I have to proof the following statement:
Let $S(n)$ the number of (positive) squarefree divisors of $n$, thus $S(n)=\sum \limits_{d \mid n} \left|{\mu(d)}\right|$, and let $\omega$ be the number of different prime integers of $n$. Then follows $S(n)=2^{\omega(n)}$.
Any help is appreciated.
[Edit]
Ok, I'll try the proof:
Let $n=p_{1}^{e_1} * p_{2}^{e_2}* \ldots *p_{k}^{e_k}$
Both functions are multiplicative, so we get the following
$\sum \limits_{d \mid p_{1}^{e_1}} \left| {\mu(d)} \right|=\left| 1+\mu(p_{1}^{e_1}) \right|$
$\sum \limits_{d \mid p_{2}^{e_2}} \left| {\mu(d)} \right|=\left| 1+\mu(p_{2}^{e_2}) \right|$
$\vdots$
$\sum \limits_{d \mid p_{k}^{e_k}} \left| {\mu(d)} \right|=\left| 1+\mu(p_{k}^{e_k}) \right|$
When $p_i$ is squarefree, we get for each addend as result a $"2"$. So we have $2^k$ possibilities. If $p_i$ is not squarefree, the addend is $"1"$. That finishs the proof.
Best Answer
Hint: Line up all the prime divisors of $n$, say $p_1$, $p_2$, and so on up to $p_k$, in a row. To make a square-free divisor of $n$, stop in front of each prime and say YES or NO (if you prefer, say $1$ or $0$). All NO gives you the square-free divisor $1$. All YES gives you $p_1p_2\cdots p_k$. Some YES some NO gives you stuff in between. How many ways can you make your decisions?

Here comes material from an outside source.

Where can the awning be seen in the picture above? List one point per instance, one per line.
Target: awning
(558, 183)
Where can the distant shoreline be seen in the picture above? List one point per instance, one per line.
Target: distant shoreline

Another way: Note that $\sum_{d|n}|\mu(n)|$ and $2^{\omega(n)}$ are both multiplicative functions of $n$. So to verify they are the same, we need only verify equality at $1$ and at prime powers. For any prime $p$, and any $e>0$, if $n=p^e$, each of our functions is $2$ at $n$. This proof is probably the intended one.